Looking at that code I find it really hard to believe that is the intended formula. It's clearly an attempt at logarithmic magnitude in either direction with a time bonus added in. The fact that the typo usually doesn't affect things much is almost guaranteed - if it made results obviously bananas it would have been found sooner.


I doubt keltranis is missing the issue. Instead let's assume reddit's devs know what's what think of a why.

My guess is they want to fast bury spam. Spam in old posts will have been deleted and thus old posts are more trustworthy. Voting brigades are a smaller risk than the constant flood of spam.


I believe they have other, closed source, anti-spam measures. This might be the reason, but if it is 'tis a silly reason. If I understand correctly, it means that if 75% of people like a post, and 25% dislike it, that means it has a 25% chance of not being successful because the first vote is negative. Overall, this measure is effectively lowering the quality of all content on the site.


No, spam doesn't have anything to do with it. And actually, older (high-scoring, anyway) links are more likely to have spam comments because the moderators aren't hanging around there anymore.


Maybe you misread, the quote shows it is the intended behavior. They don't care about the number of votes, only if it is more up, equal, or more down. After that they care about age more. The article wants them to base it more on number of votes. You can tell from the parts about returning in whatever order the DB wants that they are going for speed and scalability as well. So more down voted posts being a certain way may not even matter to them as long as they are off the page.


> Voting brigades are a smaller risk than the constant flood of spam.

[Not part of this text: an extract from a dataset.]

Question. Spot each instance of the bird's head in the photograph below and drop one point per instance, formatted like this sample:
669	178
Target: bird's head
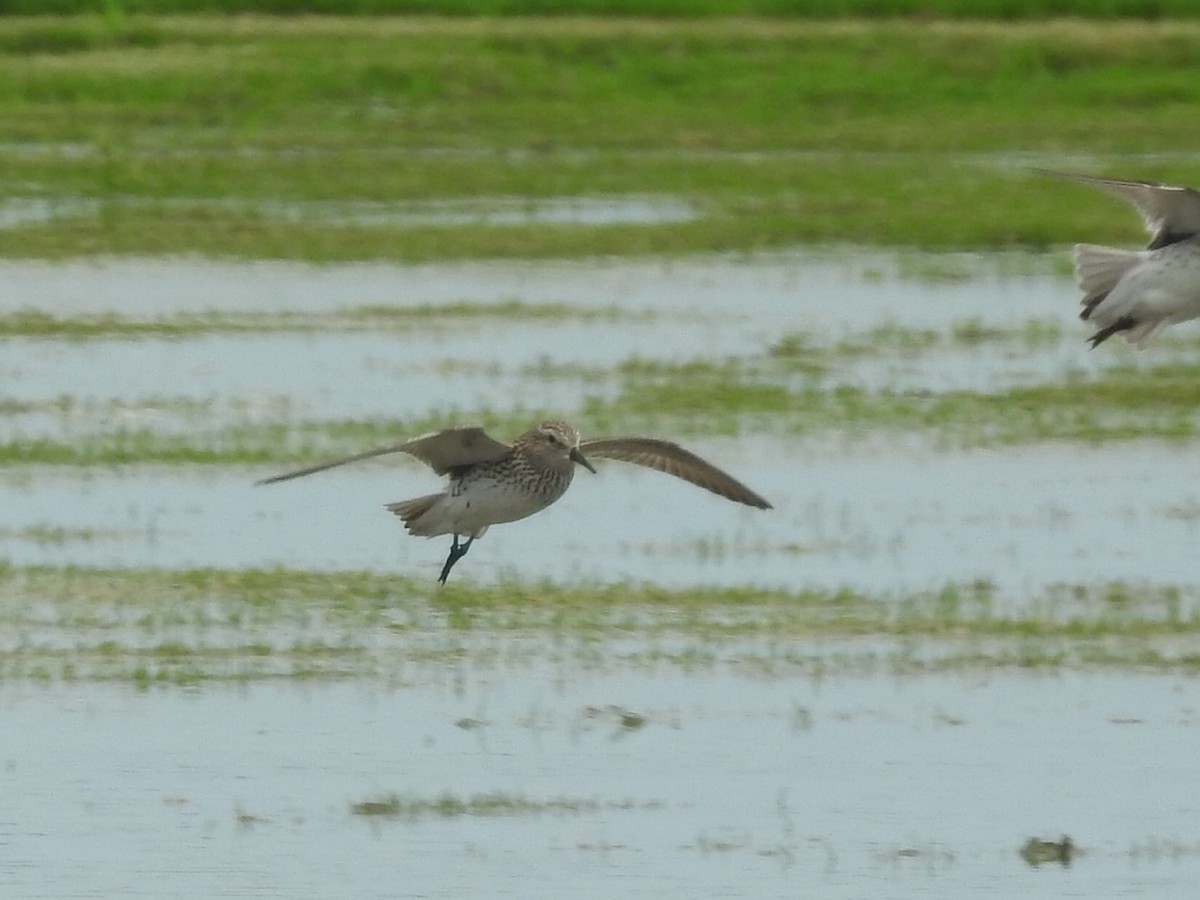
558	442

Are they? This behaviour allows one vote to bury a post. Is the "downvote brigade" risk really so small that you can hand it an opportunity like this?


If he has some justification for the formula to be as it is, why hasn't he shared it with us?


The less hot posts according to reddit are the ones for which people fight each other while the most hot posts are the ones which make unanimity. What's wrong with that?


It adds to the hive mind effect you already have with online communities. This algorithm explains frustrations I've had in the past. In 4 years on the site, I've probably submitted 20 times, but the realization that I'd have to try submitting multiple times to get a fair shot at discussion makes it unpalatable for a user that only submits on occasion. Sure, any system can be gamed, but Reddit favors unity over diversity and karma whores over Regular Joe.